Napalm Death

support Brujeria + Power Trip + Lock Up
author AP date 25/04/17 venue Amager Bio, Copenhagen, DEN

With three out of four bands on the bill sharing members, a cynic might call tonight’s extreme metal extravaganza a bit of a circle-jerk. But remarkably, the performances turn out to be quite different from one another (for better or worse) in most aspects other than the fact that any semblance of melody is at a premium. The size of the turnout convinces me that grindcore still remains a rather acquired taste, but although the booker’s choice of venue was too ambitious in retrospect, at the very least one gets the feeling that most of the 500-or-so patrons in attendance are true connoisseurs of the genre.

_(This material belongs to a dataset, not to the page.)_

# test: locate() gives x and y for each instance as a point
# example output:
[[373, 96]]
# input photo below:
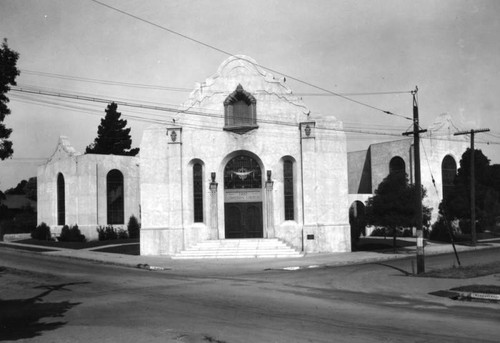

All photos courtesy of Peter Troest

Lock Up

Grindcore has never been my cup of tea but even so, the genre does hold a certain intrigue when it comes to experiencing it live — it tends to sound less mechanistic and totally out-of-control. The supergroup Lock Up, which is pieced together from Napalm Death’s Shane Embury on bass, Criminal’s Anton Reisenegger on guitar, Nicholas Barker of Cradle of Filth & Dimmu Borgir fame on drums and Kevin Sharp from the now-defunct Brutal Truth on vocals, certainly adheres to this idea, transforming the brutal, yet darkly melodic sound heard on their records into a terrifying deluge of noise which seems to paralyse the turnout here. Indeed, there is a clear dichotomy between the madness emanating from the PA and the inertia on the floor — no moshing and very little headbanging, with horns and cheers in between the songs the only sign that people do appreciate this stuff.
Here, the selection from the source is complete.